Mr. Tom­lin­son thinks he can draw some con­clu­sions here, which in short are that pro-lif­ers don’t real­ly believe that the unborn have equal val­ue as the liv­ing.

They will nev­er answer hon­est­ly, because we all instinc­tive­ly under­stand the right answer is “A.” A human child is worth more than a thou­sand embryos. Or ten thou­sand. Or a mil­lion. Because they are not the same, not moral­ly, not eth­i­cal­ly, not bio­log­i­cal­ly. This ques­tion absolute­ly evis­cer­ates their argu­ments, and their refusal to answer con­firms that they know it to be true.

I sus­pect Mr. Tom­lin­son thinks that, if pro-lif­ers real­ly believe what they say they do, they would view the thou­sand embryos as hav­ing greater val­ue because there are a thou­sand of them, where­as there is only one child.

And the first thing to say here is that this is balder­dash. A sin­gle life—whether born or unborn—has equal val­ue to a thou­sand or a mil­lion oth­er lives. This is a the­o­log­i­cal point. Human life, made in the image of God, has worth indi­vid­u­al­ly, not en masse.

The sec­ond point is the most impor­tant in this con­text. If I were in this ridicu­lous sit­u­a­tion, and if there was some spe­cial rea­son I could save either the embryos or the child in the fire, I’ll save the child in the fire. I say it frankly. I am not afraid of the answer.

And I will tell you why. (Well, one rea­son is that, if you remove the embryos from what­ev­er sit­u­a­tion they are being stored in, they are going to die any­way, so short of stop­ping the fire, you don’t have the choice to save them in the first place. This is the stu­pid­ness of Mr. Tom­lin­son’s ques­tion. But let’s put that to the side.) I will do so because the child in the fire looks human to me; the embryos don’t. It looks to be in suf­fer­ing; the embryos don’t. My choice would be based entire­ly on my emo­tion­al reac­tion to the sit­u­a­tion I was in.

And there­in lies Mr. Tom­lin­son’s error. He thinks he can derive a con­clu­sion about objec­tive real­i­ty based on peo­ple’s sub­jec­tive, emo­tion­al re­sponse in a hypo­thet­i­cal sit­u­a­tion of per­il in which they are forced to make Sophie’s choice. Sophie did­n’t love her one child more than the oth­er. Her one child that she res­cued did not have any more val­ue than the oth­er child that she gave up to the Nazis.

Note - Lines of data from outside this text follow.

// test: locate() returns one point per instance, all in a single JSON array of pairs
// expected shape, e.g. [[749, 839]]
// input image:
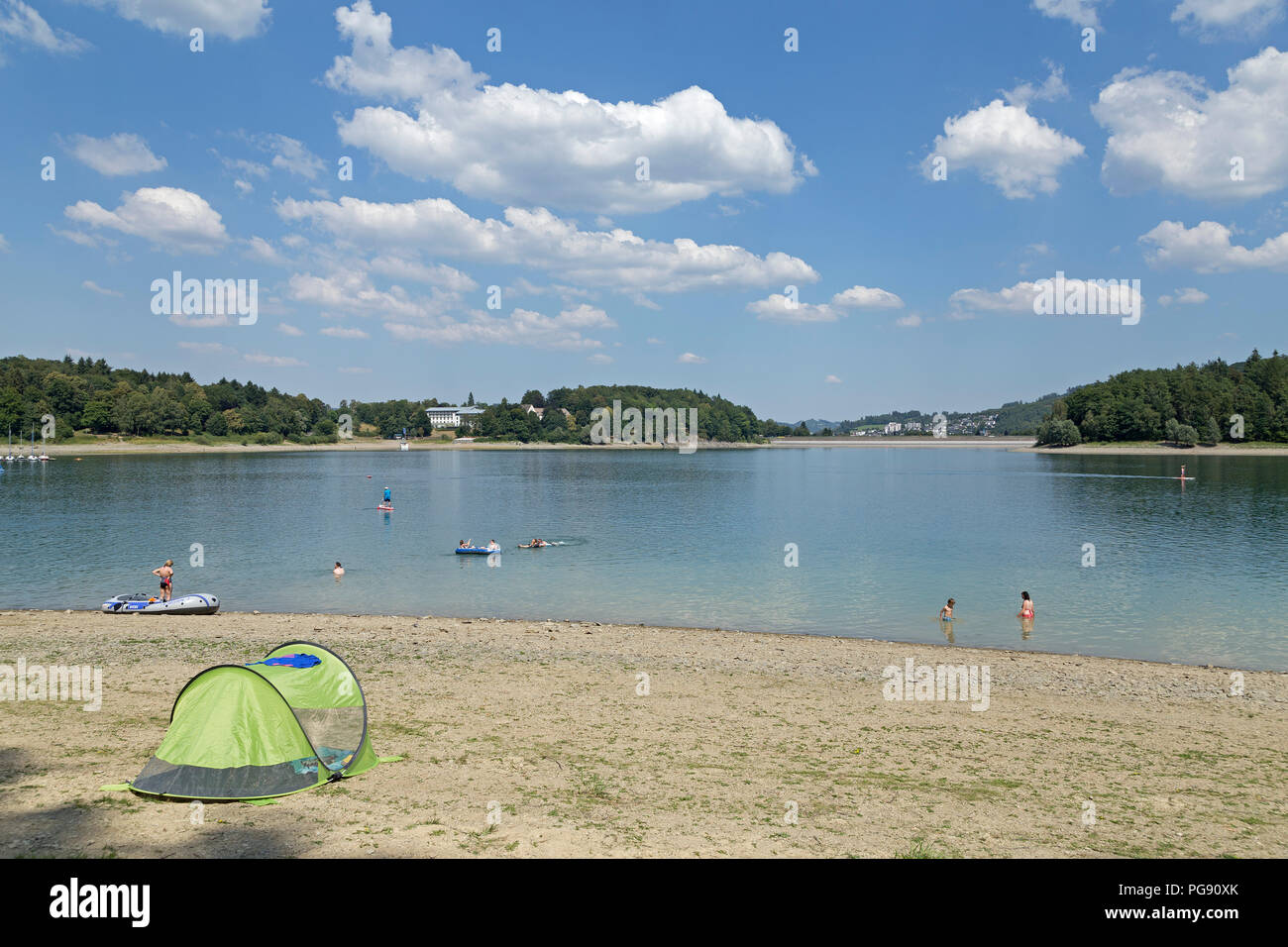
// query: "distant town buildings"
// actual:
[[452, 416]]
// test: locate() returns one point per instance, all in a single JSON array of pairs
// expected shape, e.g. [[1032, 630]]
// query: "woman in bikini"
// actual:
[[1025, 605], [166, 575]]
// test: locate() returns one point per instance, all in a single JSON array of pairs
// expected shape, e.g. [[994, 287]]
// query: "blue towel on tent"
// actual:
[[290, 661]]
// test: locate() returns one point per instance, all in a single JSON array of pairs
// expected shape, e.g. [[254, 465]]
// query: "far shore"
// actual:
[[1019, 445], [621, 740]]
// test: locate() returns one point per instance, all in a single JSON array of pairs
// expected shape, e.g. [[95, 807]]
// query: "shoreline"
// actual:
[[1013, 445], [734, 728]]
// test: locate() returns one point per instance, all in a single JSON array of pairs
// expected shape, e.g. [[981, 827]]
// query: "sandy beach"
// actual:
[[1022, 445], [545, 722]]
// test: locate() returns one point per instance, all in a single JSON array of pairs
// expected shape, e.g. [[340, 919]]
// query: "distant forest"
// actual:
[[88, 394], [1185, 405]]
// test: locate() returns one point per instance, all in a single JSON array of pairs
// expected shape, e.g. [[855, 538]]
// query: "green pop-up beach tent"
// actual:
[[287, 723]]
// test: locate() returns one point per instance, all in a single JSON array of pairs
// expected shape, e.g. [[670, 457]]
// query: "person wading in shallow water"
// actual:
[[166, 575]]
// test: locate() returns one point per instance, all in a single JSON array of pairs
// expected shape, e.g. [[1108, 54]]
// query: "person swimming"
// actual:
[[1025, 605], [166, 575]]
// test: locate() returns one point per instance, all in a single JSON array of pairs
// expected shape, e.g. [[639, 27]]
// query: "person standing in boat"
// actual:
[[166, 575]]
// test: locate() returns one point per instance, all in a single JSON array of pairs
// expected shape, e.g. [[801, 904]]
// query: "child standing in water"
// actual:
[[1025, 605], [166, 575]]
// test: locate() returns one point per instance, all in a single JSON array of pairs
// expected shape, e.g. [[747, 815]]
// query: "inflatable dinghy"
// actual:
[[150, 604]]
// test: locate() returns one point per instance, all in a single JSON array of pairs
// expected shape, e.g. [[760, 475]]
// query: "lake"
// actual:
[[883, 536]]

Nor do the embryos have any less val­ue than the child in the fire. One life or the oth­er does not have less val­ue some­how because I am up against human lim­its and have to make some choice. Play­ing Sophie’s choice about it does­n’t real­ly reveal any­thing oth­er than that you like to devise cliché trap ques­tions. This is the kind of subject—do the born have more val­ue or equal val­ue than the unborn—that requires some sophisti­cated the­o­log­i­cal and philo­sophical argu­ment, not too-clever-by-half par­lor games that impress only Raw Sto­ry and the kind of peo­ple who fre­quent Twit­ter.